Luego, poco a poco, la niña de los Mediavilla y su charloteo ininteligible,

allá arriba, fueron metiéndosela pecho adentro.

Abrió la caja y la muñeca apareció, rubia y extraña. Los ojos negros de

la niña estaban llenos de una luz nueva, que casi siempre embellecía su

carita fea. Una sonrisa se le iniciaba, que se enfrió enseguida a la vista de

la muñeca. Dejó caer de nuevo la cabeza en la almohada y empezó a llorar

despacio y silenciosamente, como acostumbraba.

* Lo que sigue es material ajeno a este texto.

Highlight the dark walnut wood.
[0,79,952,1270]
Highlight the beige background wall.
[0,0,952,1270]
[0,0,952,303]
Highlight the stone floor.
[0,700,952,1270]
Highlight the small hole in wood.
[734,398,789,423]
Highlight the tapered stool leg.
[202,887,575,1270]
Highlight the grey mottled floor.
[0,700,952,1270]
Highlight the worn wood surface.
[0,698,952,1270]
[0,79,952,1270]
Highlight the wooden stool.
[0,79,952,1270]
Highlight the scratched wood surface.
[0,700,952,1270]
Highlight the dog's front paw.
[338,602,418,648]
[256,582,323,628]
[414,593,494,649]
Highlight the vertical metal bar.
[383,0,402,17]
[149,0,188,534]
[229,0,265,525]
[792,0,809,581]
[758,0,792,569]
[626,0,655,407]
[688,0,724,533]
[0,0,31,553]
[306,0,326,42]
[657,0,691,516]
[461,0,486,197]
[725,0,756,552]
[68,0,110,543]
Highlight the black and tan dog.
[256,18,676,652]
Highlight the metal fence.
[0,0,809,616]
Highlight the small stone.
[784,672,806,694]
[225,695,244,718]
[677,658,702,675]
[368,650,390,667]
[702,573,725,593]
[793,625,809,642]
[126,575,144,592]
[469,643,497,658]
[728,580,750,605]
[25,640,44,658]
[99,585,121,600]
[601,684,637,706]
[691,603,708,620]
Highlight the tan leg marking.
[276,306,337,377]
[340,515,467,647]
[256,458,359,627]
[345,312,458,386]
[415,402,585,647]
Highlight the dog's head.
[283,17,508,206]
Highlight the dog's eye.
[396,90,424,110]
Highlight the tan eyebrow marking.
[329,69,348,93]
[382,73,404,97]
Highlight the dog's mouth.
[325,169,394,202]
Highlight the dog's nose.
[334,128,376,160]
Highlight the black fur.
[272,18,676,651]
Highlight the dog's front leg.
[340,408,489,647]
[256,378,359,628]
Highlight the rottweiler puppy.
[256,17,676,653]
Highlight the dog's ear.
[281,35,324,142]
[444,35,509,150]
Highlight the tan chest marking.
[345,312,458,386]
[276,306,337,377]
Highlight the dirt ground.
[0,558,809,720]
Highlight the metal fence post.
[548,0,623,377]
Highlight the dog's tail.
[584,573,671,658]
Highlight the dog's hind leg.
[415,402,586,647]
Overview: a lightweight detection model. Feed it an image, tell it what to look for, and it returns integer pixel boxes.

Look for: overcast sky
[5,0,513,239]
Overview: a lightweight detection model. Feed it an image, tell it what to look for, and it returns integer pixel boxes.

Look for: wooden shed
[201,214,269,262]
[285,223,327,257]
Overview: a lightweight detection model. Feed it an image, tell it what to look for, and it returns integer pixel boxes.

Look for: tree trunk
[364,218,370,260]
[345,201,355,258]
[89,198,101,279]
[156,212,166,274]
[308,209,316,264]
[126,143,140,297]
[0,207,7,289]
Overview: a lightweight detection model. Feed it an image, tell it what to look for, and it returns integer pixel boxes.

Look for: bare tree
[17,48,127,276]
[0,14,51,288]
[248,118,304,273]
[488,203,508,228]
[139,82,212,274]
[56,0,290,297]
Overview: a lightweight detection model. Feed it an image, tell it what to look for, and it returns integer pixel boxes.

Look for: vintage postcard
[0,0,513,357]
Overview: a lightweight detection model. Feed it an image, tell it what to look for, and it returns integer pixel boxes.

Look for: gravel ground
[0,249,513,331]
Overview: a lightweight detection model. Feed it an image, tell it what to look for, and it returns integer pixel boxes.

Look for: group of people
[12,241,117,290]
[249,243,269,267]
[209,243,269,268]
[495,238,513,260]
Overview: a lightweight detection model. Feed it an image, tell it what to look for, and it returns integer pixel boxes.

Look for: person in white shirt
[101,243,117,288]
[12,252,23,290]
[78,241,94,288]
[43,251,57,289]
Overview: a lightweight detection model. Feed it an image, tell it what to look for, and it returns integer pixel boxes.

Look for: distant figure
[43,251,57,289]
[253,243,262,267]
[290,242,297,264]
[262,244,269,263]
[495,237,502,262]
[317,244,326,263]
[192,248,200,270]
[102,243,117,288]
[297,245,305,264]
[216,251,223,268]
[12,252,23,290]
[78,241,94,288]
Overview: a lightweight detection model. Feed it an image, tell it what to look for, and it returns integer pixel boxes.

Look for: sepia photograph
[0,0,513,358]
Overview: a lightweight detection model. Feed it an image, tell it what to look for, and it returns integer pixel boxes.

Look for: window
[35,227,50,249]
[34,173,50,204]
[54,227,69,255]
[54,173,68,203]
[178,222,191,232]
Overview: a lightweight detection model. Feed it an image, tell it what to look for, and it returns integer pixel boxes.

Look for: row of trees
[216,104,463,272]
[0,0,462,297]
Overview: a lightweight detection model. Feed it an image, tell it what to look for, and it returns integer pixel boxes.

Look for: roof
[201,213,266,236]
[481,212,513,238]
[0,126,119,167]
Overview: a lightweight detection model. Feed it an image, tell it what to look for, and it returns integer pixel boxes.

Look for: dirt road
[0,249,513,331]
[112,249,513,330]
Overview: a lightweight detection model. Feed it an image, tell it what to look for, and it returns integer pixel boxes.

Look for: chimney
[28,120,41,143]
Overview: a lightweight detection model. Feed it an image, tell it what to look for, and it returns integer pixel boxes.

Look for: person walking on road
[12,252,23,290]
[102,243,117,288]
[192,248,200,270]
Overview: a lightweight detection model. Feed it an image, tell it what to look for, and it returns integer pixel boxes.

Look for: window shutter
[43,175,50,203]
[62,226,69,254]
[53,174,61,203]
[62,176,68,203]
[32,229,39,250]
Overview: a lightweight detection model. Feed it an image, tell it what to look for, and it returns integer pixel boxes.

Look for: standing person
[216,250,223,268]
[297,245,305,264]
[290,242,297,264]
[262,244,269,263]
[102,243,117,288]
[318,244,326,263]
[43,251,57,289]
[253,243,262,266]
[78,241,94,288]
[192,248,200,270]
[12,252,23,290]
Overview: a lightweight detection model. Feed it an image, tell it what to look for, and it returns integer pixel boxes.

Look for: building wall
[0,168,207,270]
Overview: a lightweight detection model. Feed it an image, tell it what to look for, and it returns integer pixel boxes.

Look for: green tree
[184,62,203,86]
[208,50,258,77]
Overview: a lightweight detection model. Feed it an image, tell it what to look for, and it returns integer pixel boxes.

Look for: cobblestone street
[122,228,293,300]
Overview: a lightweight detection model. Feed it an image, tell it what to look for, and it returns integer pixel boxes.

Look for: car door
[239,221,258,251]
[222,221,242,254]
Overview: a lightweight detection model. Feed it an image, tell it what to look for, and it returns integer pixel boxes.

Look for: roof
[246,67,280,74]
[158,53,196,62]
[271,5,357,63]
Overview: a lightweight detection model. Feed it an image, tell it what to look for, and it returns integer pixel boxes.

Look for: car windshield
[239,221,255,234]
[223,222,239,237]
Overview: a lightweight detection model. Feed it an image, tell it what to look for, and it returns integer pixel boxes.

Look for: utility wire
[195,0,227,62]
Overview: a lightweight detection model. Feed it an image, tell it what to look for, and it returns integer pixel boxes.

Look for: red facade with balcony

—No es «Pipa» —dijo—. No es «Pipa».

La madre empezó a chillar:

—¡Habráse visto la tonta! ¡Habráse visto, la desagradecida! ¡Ay, por Dios,

doña Clementina, no se lo tenga usted en cuenta que esta moza nos ha salido

retrasada...!

Doña Clementina parpadeó. (Todos en el pueblo sabían que era una mujer

tímida y solitaria, y le tenían cierta compasión).

—No importa, mujer —dijo, con una pálida sonrisa—. No importa.

Salió. La mujer Mediavilla cogió la muñeca entre sus manos rudas, como

si se tratara de una flor.

—¡Ay, madre, y qué cosa más preciosa! ¡Habráse visto la tonta ésta...!

Al día siguiente doña Clementina recogió del huerto una ramita seca y la

envolvió en un retazo de percal. Subió a ver a la niña:

—Te traigo a tu «Pipa».

La niña levantó la cabeza con la viveza del día anterior. De nuevo, la

tristeza subió a sus ojos oscuros.

Día a día, doña Clementina confeccionó «Pipa» tras «Pipa», sin ningún

resultado. Una gran tristeza la llenaba, y el caso llegó a oídos de don Leoncio.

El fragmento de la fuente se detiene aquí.